Consider an infinite integer lattice, or an infinite hexagonal lattice with unit length edges. Provided a set of $k$ possible vertex colors, is there a known largest possible minimum spacing that can be achieved between vertices of the same color? What about for three-dimensional integer lattice?
Turning this question around, you can instead ask how many colours you need to ensure that no two points at distance at most $d$ receive the same colour. That is, add edges to your graph between all pairs of vertices at distance at most $d$: what is the chromatic number of this new graph?
If we join points at distance exactly $d$ instead of at most $d$, then this question has received quite a lot of attention. It is a famous open problem to determine the chromatic number of the plane, the chromatic number of $\mathbb R^2$ with edges between points at Euclidean distance 1. There are easy constructions to show that $4 \leq \chi(\mathbb R^2) \leq 7$, but nothing better is known.

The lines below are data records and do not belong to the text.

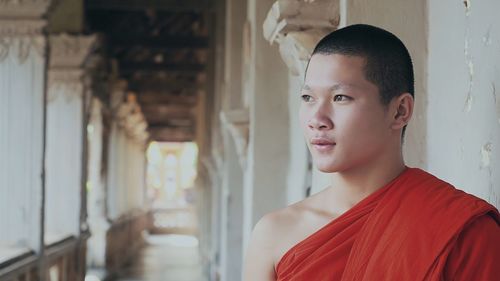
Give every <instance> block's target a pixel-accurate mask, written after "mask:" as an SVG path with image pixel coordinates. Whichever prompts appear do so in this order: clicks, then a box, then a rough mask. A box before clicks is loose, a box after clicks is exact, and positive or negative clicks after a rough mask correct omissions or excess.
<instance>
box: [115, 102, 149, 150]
mask: <svg viewBox="0 0 500 281" xmlns="http://www.w3.org/2000/svg"><path fill="white" fill-rule="evenodd" d="M114 116H115V120H116V122H117V124H118V126H119V127H120V128H122V129H124V130H125V134H126V135H127V136H128V137H129V138H131V139H133V140H135V141H137V142H138V143H141V144H144V143H145V142H146V141H147V139H148V138H149V134H148V132H147V127H148V124H147V122H146V118H145V117H144V114H143V113H142V111H141V107H140V105H139V103H137V99H136V96H135V94H133V93H129V94H128V95H127V100H126V101H125V102H122V103H121V104H120V105H119V106H118V107H117V109H116V111H115V114H114Z"/></svg>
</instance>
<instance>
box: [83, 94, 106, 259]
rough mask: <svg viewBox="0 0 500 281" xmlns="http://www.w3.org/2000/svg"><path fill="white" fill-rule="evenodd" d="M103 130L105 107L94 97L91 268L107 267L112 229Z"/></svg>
mask: <svg viewBox="0 0 500 281" xmlns="http://www.w3.org/2000/svg"><path fill="white" fill-rule="evenodd" d="M103 129H104V128H103V105H102V102H101V101H100V100H99V99H97V98H95V97H94V98H92V103H91V108H90V120H89V125H88V128H87V131H88V142H89V158H88V165H87V169H88V181H87V196H88V198H87V206H88V207H87V210H88V224H89V228H90V233H91V234H92V235H91V236H90V238H89V240H88V242H87V247H88V248H87V253H88V254H87V265H88V266H90V267H100V268H104V267H105V265H106V260H105V257H106V253H105V249H106V232H107V230H108V229H109V223H108V221H107V220H106V206H105V204H106V192H105V184H104V178H103V177H102V172H101V171H102V153H103V145H104V144H103Z"/></svg>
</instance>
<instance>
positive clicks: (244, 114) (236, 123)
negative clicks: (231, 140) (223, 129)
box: [220, 109, 250, 169]
mask: <svg viewBox="0 0 500 281" xmlns="http://www.w3.org/2000/svg"><path fill="white" fill-rule="evenodd" d="M220 120H221V122H222V126H223V127H224V128H225V129H226V130H228V132H229V134H230V135H231V136H232V137H233V139H234V143H235V144H236V152H237V153H238V158H239V160H240V165H241V167H242V168H243V169H246V162H247V148H248V137H249V121H250V114H249V112H248V109H237V110H231V111H226V112H221V114H220Z"/></svg>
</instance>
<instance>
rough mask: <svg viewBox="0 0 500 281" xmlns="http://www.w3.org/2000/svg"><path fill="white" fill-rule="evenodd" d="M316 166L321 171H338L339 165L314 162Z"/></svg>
mask: <svg viewBox="0 0 500 281" xmlns="http://www.w3.org/2000/svg"><path fill="white" fill-rule="evenodd" d="M314 164H315V166H316V168H317V169H318V170H319V171H321V172H323V173H335V172H338V171H339V170H340V169H339V168H340V167H338V165H335V164H333V163H314Z"/></svg>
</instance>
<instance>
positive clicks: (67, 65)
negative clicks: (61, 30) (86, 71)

The construction for the lower bound generalises to give $\chi(\mathbb R^n) \geq n+2$ for every $n$. The first exponential lower bound was proved by Frankl and Wilson. A set system can be embedded as a collection of 0-1 vectors, so that distances correspond to intersection sizes. Frankl and Wilson spotted that they could apply a result of theirs on forbidden intersection sizes to show that independent sets in their collection of vectors could not be too large, which was enough to prove that $\chi(\mathbb R^n) \geq (1.05+o(1))^n$.